There seem to be a lot of “the sky is falling” retrospectives on the radio this week. In particular, there was the “This American Life” about Circuit City stores closing. Ah, those heady days when the financial collapse was new and we were all a little giddy about the jerks finally getting served. Karma was biting them right in the ass and things were going to be right for the little guy again.
These days it seems like the fun is over. Some of those people who lost their jobs when the Circuit City closed still don’t have work. Same goes for the people who worked for the people who were constructing shady real estate deals. The people who worked for the people were not shady people. But they are still unemployed people. And the economy is, in some ways, still dead dead dead.

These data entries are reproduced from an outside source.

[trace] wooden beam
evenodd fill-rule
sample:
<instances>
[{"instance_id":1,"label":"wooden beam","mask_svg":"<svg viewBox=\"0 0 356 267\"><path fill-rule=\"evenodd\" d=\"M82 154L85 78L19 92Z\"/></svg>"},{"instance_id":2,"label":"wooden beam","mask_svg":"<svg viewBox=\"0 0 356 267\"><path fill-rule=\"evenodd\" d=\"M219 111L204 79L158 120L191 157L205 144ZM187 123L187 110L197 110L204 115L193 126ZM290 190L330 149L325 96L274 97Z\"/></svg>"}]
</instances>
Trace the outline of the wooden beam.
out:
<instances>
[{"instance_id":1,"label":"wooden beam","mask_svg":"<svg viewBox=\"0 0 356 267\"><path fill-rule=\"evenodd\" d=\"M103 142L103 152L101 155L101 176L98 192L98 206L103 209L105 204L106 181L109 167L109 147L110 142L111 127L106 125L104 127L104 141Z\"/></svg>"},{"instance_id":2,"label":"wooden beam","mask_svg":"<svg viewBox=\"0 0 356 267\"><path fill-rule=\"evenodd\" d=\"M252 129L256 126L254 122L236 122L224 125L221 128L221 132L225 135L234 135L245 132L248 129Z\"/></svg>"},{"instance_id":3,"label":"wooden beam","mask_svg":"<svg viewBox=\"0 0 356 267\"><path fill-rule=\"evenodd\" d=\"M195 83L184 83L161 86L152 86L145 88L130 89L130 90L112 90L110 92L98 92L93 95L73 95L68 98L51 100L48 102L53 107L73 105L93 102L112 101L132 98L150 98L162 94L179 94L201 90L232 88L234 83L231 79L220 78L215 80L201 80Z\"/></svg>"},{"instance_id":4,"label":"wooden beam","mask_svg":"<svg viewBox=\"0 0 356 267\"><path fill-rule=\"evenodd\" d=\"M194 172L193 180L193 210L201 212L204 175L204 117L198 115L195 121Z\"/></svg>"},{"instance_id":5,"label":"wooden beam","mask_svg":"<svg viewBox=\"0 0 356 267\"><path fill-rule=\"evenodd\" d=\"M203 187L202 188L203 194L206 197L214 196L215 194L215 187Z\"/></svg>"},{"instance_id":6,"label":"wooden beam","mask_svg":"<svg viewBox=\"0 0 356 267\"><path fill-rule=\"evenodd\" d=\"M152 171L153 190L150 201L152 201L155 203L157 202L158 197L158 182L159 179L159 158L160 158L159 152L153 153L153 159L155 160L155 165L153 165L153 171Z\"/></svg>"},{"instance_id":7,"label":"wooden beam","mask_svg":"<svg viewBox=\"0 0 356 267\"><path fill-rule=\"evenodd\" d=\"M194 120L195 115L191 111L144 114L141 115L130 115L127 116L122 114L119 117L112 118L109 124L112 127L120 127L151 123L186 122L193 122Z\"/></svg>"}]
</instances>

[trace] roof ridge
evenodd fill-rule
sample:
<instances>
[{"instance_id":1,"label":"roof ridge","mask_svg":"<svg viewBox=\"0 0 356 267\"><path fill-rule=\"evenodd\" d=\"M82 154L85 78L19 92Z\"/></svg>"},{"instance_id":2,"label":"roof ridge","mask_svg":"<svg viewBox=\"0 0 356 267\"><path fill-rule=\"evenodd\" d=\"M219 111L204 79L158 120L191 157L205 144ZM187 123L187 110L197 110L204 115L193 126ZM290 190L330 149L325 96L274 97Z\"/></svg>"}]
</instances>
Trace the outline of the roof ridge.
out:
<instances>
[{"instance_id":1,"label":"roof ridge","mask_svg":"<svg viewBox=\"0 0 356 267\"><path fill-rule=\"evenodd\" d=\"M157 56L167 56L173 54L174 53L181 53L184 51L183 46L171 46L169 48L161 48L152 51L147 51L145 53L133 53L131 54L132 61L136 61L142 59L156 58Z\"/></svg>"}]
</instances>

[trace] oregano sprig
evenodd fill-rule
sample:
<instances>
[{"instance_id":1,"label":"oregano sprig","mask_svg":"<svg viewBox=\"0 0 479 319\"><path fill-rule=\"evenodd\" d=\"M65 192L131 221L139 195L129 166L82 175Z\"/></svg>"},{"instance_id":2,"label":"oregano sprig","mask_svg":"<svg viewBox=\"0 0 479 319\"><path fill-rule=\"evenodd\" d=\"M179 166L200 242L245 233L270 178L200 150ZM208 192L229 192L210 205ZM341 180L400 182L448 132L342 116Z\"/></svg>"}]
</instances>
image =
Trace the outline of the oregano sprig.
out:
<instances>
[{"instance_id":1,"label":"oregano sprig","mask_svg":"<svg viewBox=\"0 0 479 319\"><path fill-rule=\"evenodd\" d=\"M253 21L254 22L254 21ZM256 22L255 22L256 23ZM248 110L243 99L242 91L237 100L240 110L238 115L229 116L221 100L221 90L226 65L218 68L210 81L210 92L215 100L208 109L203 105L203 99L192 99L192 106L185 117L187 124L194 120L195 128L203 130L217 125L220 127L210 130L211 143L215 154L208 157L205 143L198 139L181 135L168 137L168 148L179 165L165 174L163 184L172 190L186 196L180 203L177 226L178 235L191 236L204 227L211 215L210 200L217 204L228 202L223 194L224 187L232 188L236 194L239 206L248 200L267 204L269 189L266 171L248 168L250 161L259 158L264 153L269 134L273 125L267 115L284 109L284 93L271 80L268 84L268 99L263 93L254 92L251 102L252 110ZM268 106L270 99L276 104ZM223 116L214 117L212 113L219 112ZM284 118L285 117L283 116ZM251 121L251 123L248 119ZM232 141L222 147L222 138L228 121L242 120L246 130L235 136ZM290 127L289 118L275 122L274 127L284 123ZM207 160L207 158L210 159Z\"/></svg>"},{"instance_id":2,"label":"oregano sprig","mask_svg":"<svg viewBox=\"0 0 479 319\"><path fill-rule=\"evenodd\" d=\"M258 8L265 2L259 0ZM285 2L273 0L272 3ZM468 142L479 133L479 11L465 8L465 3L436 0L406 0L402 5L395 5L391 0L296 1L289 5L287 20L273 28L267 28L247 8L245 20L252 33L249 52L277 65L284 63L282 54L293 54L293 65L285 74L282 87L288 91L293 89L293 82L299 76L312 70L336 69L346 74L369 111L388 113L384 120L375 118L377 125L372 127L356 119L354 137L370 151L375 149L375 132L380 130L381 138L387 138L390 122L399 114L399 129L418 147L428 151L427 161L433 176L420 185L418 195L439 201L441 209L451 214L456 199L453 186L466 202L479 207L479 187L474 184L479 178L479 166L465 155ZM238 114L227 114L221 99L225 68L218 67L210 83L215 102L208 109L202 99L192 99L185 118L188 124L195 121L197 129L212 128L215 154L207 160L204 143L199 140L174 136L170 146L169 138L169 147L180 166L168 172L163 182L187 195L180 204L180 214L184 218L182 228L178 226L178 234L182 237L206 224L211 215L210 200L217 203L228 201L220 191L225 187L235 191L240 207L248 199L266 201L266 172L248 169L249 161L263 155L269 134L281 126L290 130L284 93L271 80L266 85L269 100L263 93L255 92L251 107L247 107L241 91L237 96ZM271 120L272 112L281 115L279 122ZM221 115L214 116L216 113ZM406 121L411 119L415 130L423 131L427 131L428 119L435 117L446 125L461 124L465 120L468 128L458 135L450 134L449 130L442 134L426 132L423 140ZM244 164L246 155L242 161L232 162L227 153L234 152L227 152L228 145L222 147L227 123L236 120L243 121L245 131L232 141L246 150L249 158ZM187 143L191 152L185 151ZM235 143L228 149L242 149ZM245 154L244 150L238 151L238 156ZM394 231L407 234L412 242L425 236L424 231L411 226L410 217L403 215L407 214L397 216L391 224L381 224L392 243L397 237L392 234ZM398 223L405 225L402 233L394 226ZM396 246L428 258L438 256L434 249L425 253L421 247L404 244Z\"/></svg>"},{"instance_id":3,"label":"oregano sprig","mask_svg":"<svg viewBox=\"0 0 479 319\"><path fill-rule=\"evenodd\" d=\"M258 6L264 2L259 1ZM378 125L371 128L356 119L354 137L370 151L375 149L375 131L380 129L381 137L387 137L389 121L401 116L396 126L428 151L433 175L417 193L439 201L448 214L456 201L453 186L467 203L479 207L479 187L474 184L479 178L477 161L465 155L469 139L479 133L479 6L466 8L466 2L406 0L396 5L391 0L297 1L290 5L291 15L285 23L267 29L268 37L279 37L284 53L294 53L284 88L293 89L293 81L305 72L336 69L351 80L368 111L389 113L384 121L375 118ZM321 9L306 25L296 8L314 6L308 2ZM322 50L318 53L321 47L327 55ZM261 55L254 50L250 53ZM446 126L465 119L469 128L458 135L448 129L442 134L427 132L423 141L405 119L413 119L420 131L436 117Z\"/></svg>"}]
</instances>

I’m not trying to be a nattering nabob of negativism, and in fact my ‘tude is better today than it has been all week. My point is more that, if McDreamy called it on the OR table 18 months ago, we are just now getting through the bargaining stage, having already been through denial and anger. What scares me is that acceptance is next.
Not acceptance so much that the new normal is smaller, simpler, and less aggressive. The acceptance I fear we are headed for is one in which we know the bastards are buying houses again. They’re fixing them up – sort of – and flipping them. They’re packaging up all these bullshit financial derivatives and calling it “innovation.” They’re telling us how much smarter they are and we need to just go along to get along. And, after a couple of years of collectively eating carpet lint for dinner, we’re ready to be shined on for a while. No matter that this is how we came to be eating the lint in the first place.